Edit: why the hell would you want to call a “simulation” variable “sim”? Are we talking about a simulation or a sim card? With poor design, that’s the main reason why codes become unmaintainable. Ambiguity must be avoided.
I agree in a vacuum, but the whole point of short variable names is that they make sense in context. Here, the semantic context is contained within the function.
The type (sim::Simulation, i.e. disambiguation) is right there.
Take a sorting algorithm eg.
Much easier to understand with long rather than short names (see julia src).
↓
EDIT: I meant to say “easier to understand with short rather than long names”
Yes, I must say it makes sense in your example because s::Simulation is never 3 lines away of the line you’re reading. But “real” functions are often longer and the frontier between “short is fine” and “short is terrible” is not that clear.
Also agree that we could fork topics 
Yes agree that the frontier is murky.
I have to note though that this is a real function (I copy-pasted it from the spiking-neural-network simulation library I’m writing, which is full of short functions).
Julia’s “structs-and-functions” design (without inheritance and mixins etc) makes short functions very common.
Functions should be short, just like names.
And it should be stiffness, not stiffness_matrix.
There is a rule of thumb here:
The shorter your function, the shorter your variable names can be.
Also, in Julia (as mentioned above) argument annotations can disambiguate short variable names. But of course you shouldn’t add argument annotations just to disambiguate a variable name—only use argument annotations for dispatch.
The other dimension here is library vs application code, with the rule of thumb being that application code requires longer variable names than library code.
I loved this one.
As a rule to myself, I always try to make functions not taller than a laptop screen height. Then I feel free to use very short-up-to-one-single-char variable names because I can read all function without up-down scrolling. When that is not possible, I try that in the day after I still can tell what a variable name stands for just by reading its name.
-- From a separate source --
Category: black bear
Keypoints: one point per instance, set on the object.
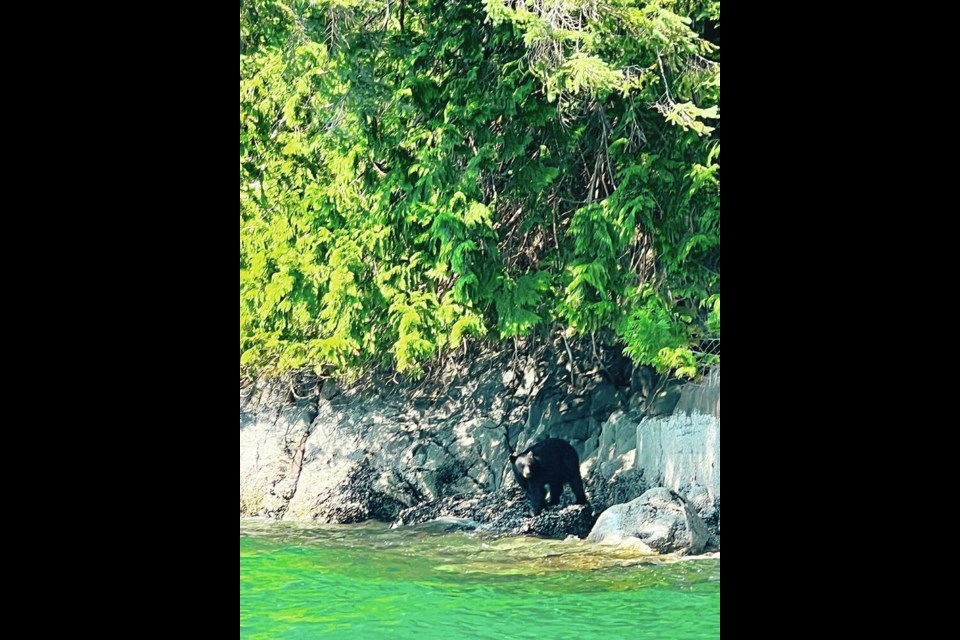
(550, 463)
I for one am so happy to have, for example, λ rather than lambda as a variable for eigenvalues, ŷ instead yhat for a discrete approximation of y in an ODE integration, etc.
I really appreciate this in teaching, since it relieves students of the burden of learning to recognize both the chalkboard math and ASCII code conventions for the same quantity.
What a nightmare it would be if we replaced x with unknown in mathematical formulas or in code.
I agree with that; though there is a tradeoff of course, even calling it lambda requires that the reader of the code knows that that refers to Eigenvalues.
On the other hand the code is super-easy to read for all of us who know this convention in naming – and maybe if one reads the code and has to know about eigenvalues anyways – lambda is fine. And then of course also the UTF-8 – I also love to use those then, since it is so much more readable.
On the other hand, one maybe should not “invent” such short variables for own things too often unless clear from context line in the above sim::Simulation within nice short function.
\theta for potential temperature is fine
\ell for something down one page, is not. It looks pedantic to me.
Good point. In the end, I think the bottom line is: if you’re the only reader of the code, do whatever pleases you (and maybe regret it 3 months later). If not, work hard on the names.
Nice summary – maybe extended by: Know your (code-reading) audience 
If you are in a math/physics/… area where everyone knows some fixed variable convention – it makes code really beautiful to read (for the knowledgable wizard).
This is what the let statement is for, both in programming and in mathematical proofs: so that variables can have verbose descriptive identifiers in larger/global contexts, but short concise names within local contexts where we’ve specified what we’re talking about and our interest shifts toward manipulating the symbols.
And when that doesn’t cut it, we have module encapsulation too.